In early 2916 the U.S. Army awarded Combat Action Badges to some cavalry (reconnaissance) troops from the 101st Airborne Division who had been fired on while guarding a military base at Mahkmour in northern Iraq. American and Iraqi troops are operating out of that base, which is close to the fighting with ISIL (Islamic State in Iraq and the Levant) forces. These recon troops actually operate light (OH-58) scout helicopters and before 2006 would not have been awarded a medal to signify they had been in combat.
All that changed after 2001 and by 2011 the army finally sorted out the rules for who got the three awards now available for this who experienced combat. These were the Combat Infantry, Combat Medical and Combat Action Badges. The most recent of these, the Combat Action Badge (CAB) appeared in 2006, and has come to, combined with the Combat Medical Badge, nearly equal the number of Combat Infantry Badges awarded. By 2011 39 percent of the badges awarded were CABs, 10 percent were Combat Medical Badge (CMBs) and 51 percent were Combat Infantry Badges (CIBs). Since 2011 the percentage of CIBs has gone down and the percentage of CABs have gone up as the United States pulled most of its infantry units out of combat situations.
The CAB took an odd route to becoming an official award. Back in 2006, after years of effort by the other combat arms, the army relented and created a “Close Combat Badge” (CCB) for troops in armored, cavalry, combat engineering and field artillery units. Since World War II, the infantry have been eligible for the “Combat Infantry Badge” (CIB) if they serve in an infantry unit, as infantry, in a combat zone, for at least 30 days (or less is killed or wounded in action).
Holders of the CIB are much respected in the army. This is because the CIB indicates someone who has not just seen a little combat, but has spent time in the combat zone. The CIB represents having gone through sustained combat, the day after day of getting shot at and living very rough indeed. Sustained combat is a recent development, seen on a wide scale for the first time during World War I (1914-18). This continued during World War II. Sustained combat not only increased the chance of getting killed or wounded, but also gave us more combat fatigue (PTSD).
Troops in armored, cavalry, combat engineering and field artillery units, overall, suffer only a fraction of the casualties infantrymen do. But these other “combat arms” do get hammered much more than everyone else in the army. Even during World War II, 75 percent of the people in the army never heard a shot fired in anger. But the non-infantry combat units sometimes see more intense combat than the infantry, such as when combat engineers get out in front of the infantry to clear minefields and obstacles during a attack on well defended positions.
But overall, the infantry have always suffered most of the casualties (about 80 percent in the last century.) But that has been slowly changing. In Iraq, for a while the infantry were taking less than half the casualties. Many artillery and armor units were temporarily reassigned (after some refresher training) to infantry duties (mainly patrolling.) This is nothing new. During World War II, tanks often served with infantry units. When a tank got hit, most of the crew usually survived, and got out of the vehicle uninjured. They were then expected to "fight as infantry", at least until a new tank was available for them or their damaged tank was repaired. Artillerymen keep their infantry skills up to date, and regularly set up defensive positions when they are in the field. In World War II, artillery units sometimes got hit by enemy infantry, or enemy artillery. Despite all this, these men have never been eligible for anything like the CIB.

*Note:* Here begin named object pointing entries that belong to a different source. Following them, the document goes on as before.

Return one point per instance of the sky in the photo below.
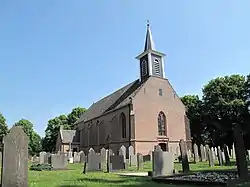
(60, 54)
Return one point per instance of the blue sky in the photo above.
(60, 54)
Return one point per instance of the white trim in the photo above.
(163, 69)
(150, 71)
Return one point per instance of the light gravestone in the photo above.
(15, 158)
(196, 153)
(240, 153)
(184, 158)
(203, 159)
(122, 152)
(163, 163)
(94, 161)
(42, 156)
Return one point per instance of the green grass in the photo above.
(74, 177)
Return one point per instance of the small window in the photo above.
(160, 92)
(144, 68)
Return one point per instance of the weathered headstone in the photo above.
(15, 158)
(122, 151)
(42, 158)
(94, 161)
(184, 159)
(59, 161)
(240, 153)
(117, 162)
(203, 159)
(163, 163)
(139, 161)
(220, 158)
(196, 153)
(82, 157)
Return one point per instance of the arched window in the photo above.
(123, 124)
(161, 124)
(144, 68)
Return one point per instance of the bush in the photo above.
(41, 167)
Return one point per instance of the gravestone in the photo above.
(59, 161)
(203, 159)
(94, 161)
(210, 157)
(42, 156)
(15, 158)
(226, 155)
(104, 157)
(122, 151)
(184, 159)
(76, 157)
(117, 162)
(220, 158)
(240, 153)
(233, 152)
(82, 157)
(196, 153)
(139, 161)
(163, 163)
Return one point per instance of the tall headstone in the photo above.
(240, 153)
(163, 163)
(196, 153)
(203, 159)
(184, 158)
(15, 158)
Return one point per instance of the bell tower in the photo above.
(151, 61)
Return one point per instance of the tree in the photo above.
(34, 138)
(75, 115)
(3, 129)
(194, 111)
(52, 130)
(224, 104)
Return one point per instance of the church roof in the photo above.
(67, 136)
(115, 100)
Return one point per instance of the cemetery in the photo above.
(203, 165)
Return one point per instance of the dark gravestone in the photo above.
(196, 153)
(139, 161)
(184, 158)
(240, 153)
(210, 157)
(203, 159)
(117, 162)
(220, 158)
(15, 159)
(227, 158)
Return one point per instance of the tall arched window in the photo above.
(162, 124)
(123, 124)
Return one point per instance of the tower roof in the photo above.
(149, 43)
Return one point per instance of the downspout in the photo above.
(129, 119)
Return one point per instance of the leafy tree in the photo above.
(75, 115)
(3, 129)
(52, 130)
(224, 104)
(194, 111)
(34, 138)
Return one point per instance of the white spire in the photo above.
(149, 43)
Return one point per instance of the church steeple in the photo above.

Finally, in 2005, the army announced the CCB. There were a lot of protests from the army troops who had been in combat and would NOT be getting the CCB. These included those who ran convoys through hostile territory and get involved in fighting. The Military Police (MP) units that escort convoys, and have long been present in combat zones (and getting killed as a result) were never included among the combat arms. In past conflicts, truck drivers and MPs have been in combat zones and been involved in combat. But, again, never to the degree of the infantry, or, except in rare situations, the other combat arms. Moreover, the convoy battles in Iraq and Afghanistan used tactics that tried to avoid close combat. Troops are taught to step on the gas if they come under fire, although if forced to stop, they are also taught how to get out and shoot at the enemy. But overall, most of the firefights over there involve American infantry, doing what they were trained to do.
In the end, the army agreed to award the renamed (as the CAB) CCB badge to all those who had been in combat. This included Special Forces troops who are not infantry, but have been in combat. Not awarding a combat badge to these troops has been a matter of dispute for decades. A more recent change gave Special Forces medics the CIB, instead of the CMB. Little tweaks like this address those things that annoy hard working troops you would prefer to keep in a good mood.
Awards like this go back to antiquity, as a way to recognizing extraordinary performance in combat. Back then, the medals, ribbons or whatever often included money or goods as part of the reward. The ancient Romans had a long list of military awards, both for combat and non-combat performance. Napoleon Bonaparte is credited for reintroducing the awards in the modern period, as a means of motivating his troops to heroic deeds. But military operations have changed over the last century, with more and more support functions needed, and fewer troops actually getting shot at. So what becomes extraordinary, and something worth commemorating, must change as well.